Corte          Suprema de Justicia          

    

CORTE SUPREMA  DE JUSTICIA  

SALA  DE CASACIÓN CIVIL  

LUIS ARMANDO  TOLOSA VILLABONA  

Magistrado  ponente  

STC1181-2015  

Radicación  n.°  11001-02-03-000-2015-00181-00  

(Aprobado  en sesión de once de febrero de dos mil quince)  

Bogotá,  D. C., doce (12) de febrero de dos mil quince (2015).  

Decídese  la tutela promovida por Jesús Antonio Correa Orozco frente a  la Sala Civil Familia del Tribunal Superior del Distrito Judicial de  Cartagena, específicamente contra la magistrada Betty Fortich  Pérez; extensiva al Secretario tanto de la referida  Corporación como de la Corte Constitucional, con ocasión  de otra salvaguarda promovida por el aquí actor respecto del  Juzgado Quinto Civil del Circuito de la misma ciudad.  

            

1. ANTECEDENTES  

1.  El gestor suplica la protección del derecho al debido proceso,  presuntamente lesionado por las autoridades judiciales accionadas.  

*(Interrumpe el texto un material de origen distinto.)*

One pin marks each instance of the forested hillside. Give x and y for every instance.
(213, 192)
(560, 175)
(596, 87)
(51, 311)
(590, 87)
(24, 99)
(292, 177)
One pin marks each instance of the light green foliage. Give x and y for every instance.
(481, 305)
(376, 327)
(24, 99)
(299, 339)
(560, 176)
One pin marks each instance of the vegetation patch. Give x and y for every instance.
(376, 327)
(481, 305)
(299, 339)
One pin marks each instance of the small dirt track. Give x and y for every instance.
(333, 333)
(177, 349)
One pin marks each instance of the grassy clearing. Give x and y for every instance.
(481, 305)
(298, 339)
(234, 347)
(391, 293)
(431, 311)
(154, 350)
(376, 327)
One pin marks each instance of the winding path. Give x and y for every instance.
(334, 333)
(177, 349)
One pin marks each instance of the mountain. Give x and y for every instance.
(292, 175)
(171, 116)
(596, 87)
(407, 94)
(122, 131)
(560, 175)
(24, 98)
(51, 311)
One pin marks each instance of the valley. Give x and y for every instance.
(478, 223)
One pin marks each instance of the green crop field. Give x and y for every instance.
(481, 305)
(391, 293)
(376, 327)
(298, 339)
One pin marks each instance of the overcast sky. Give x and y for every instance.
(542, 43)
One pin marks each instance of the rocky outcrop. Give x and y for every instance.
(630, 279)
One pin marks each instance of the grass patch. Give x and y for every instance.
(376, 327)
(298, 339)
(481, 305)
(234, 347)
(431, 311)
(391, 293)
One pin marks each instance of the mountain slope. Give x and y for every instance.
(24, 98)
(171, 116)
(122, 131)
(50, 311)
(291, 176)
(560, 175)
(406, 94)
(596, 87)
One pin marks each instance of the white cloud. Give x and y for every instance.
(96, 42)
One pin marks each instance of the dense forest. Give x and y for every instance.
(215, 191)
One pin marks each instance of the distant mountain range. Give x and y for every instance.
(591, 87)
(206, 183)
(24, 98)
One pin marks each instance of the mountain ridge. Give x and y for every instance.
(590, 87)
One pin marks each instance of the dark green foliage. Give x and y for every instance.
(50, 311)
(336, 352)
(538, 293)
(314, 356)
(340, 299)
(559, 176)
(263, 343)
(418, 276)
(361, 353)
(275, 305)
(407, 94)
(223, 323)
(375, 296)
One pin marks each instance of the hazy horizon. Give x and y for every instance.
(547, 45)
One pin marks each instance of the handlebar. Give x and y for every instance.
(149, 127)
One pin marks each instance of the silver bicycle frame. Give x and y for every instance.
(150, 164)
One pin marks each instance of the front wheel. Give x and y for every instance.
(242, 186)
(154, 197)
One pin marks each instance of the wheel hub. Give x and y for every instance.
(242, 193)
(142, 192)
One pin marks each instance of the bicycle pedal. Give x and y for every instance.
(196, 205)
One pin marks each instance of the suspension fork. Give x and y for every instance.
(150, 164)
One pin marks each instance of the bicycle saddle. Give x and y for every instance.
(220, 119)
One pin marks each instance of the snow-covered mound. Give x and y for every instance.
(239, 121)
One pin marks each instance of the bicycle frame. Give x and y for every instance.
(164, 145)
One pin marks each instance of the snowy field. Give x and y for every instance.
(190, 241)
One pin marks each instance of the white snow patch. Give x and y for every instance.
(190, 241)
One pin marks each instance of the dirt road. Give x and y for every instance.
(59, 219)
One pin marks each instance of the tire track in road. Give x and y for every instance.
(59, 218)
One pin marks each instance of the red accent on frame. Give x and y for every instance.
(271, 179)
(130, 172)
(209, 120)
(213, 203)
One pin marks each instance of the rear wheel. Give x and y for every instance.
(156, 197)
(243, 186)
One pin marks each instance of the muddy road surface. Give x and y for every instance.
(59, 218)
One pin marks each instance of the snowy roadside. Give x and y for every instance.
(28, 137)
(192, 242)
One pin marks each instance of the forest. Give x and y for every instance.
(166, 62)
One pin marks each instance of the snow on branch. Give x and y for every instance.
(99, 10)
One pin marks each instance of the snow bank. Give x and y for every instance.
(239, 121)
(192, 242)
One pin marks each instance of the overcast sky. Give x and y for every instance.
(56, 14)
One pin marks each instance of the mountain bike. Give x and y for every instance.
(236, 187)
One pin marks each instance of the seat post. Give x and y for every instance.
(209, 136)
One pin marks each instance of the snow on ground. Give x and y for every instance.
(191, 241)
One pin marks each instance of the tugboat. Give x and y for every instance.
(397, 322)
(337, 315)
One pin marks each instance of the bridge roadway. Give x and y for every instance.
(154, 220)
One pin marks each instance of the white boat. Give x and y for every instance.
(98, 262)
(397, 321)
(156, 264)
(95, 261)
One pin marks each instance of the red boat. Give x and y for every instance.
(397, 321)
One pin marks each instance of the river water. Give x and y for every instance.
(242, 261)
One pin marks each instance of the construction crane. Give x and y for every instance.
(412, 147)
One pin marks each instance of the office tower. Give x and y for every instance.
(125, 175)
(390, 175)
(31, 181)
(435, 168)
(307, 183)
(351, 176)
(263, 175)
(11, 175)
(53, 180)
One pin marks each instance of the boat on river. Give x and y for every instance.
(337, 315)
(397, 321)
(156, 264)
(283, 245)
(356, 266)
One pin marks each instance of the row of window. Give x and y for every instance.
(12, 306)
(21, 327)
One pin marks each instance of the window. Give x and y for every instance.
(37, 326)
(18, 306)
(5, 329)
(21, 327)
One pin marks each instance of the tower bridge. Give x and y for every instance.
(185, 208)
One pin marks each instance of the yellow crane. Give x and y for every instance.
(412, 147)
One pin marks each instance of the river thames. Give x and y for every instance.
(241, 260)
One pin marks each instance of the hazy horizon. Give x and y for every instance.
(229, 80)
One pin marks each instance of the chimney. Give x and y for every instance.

2.  En sustento  de su inconformidad acota, en concreto, que promovió ante la  Corporación querellada, tutela frente al Juzgado Quinto Civil  del Circuito de Cartagena, solicitando conminar aquél resolver  su petición de “(…) desistimiento  tácito  (…)” en el curso del proceso ejecutivo que instauró  en su contra Productos Fitosanitarios Proficol el Carmen S.A.  

Negada  la salvaguarda el 9 de junio de 2014, recurrió en alzada,  conociendo su trámite esta Corte, quien por auto de 9 de julio  siguiente, declaró “(…) inadmisible  la impugnación (…)”  porque el apoderado del aquí actor “(…) no  [había]  allegado poder (…)”  para iniciar ese mecanismo en pro de los intereses de éste.  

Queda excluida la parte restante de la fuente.